Equally critical is the role of collective action. As demonstrated in the HIV context, community-led advocacy is central to challenging stigma, shaping legal norms, and ensuring accountability. Building representative platforms of people living with diabetes - such as the Diabetes Fighters Trust, and Blue Circle Diabetes Foundation - can support efforts to address discrimination and secure access to life-saving treatment free of cost.
A rights-based approach therefore requires proactive policy action, regulatory engagement, and strategic litigation. If structural barriers—like stigma, discriminatory practices, unaffordable care, and the proliferation of false “cures”—are not addressed, existing stigma and inequities for people living with T1D are bound to exacerbate.

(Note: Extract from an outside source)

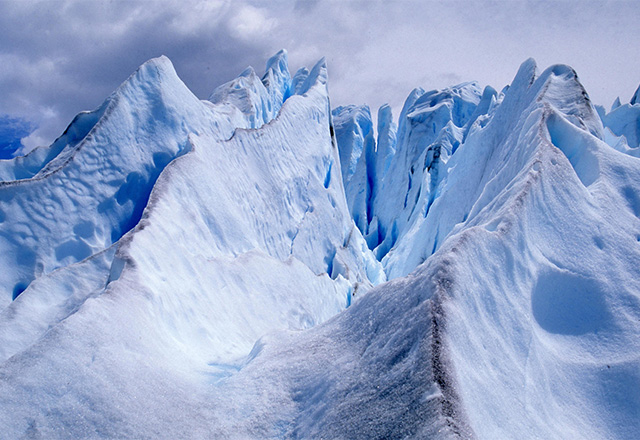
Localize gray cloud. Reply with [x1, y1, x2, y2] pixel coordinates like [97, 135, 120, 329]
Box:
[1, 0, 638, 151]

Advancing a rights-based framework—grounded in India’s commitments under resolutions of the World Health Assembly as a member of the World Health Organization—translates, in practical terms, into strengthening the national NCD programme to ensure early screening, uninterrupted insulin supply, and access to patient friendly delivery and monitoring devices. These measures are among the most effective ways to reduce avoidable morbidity, disability, and premature death among children and adults living with Type 1 diabetes in India.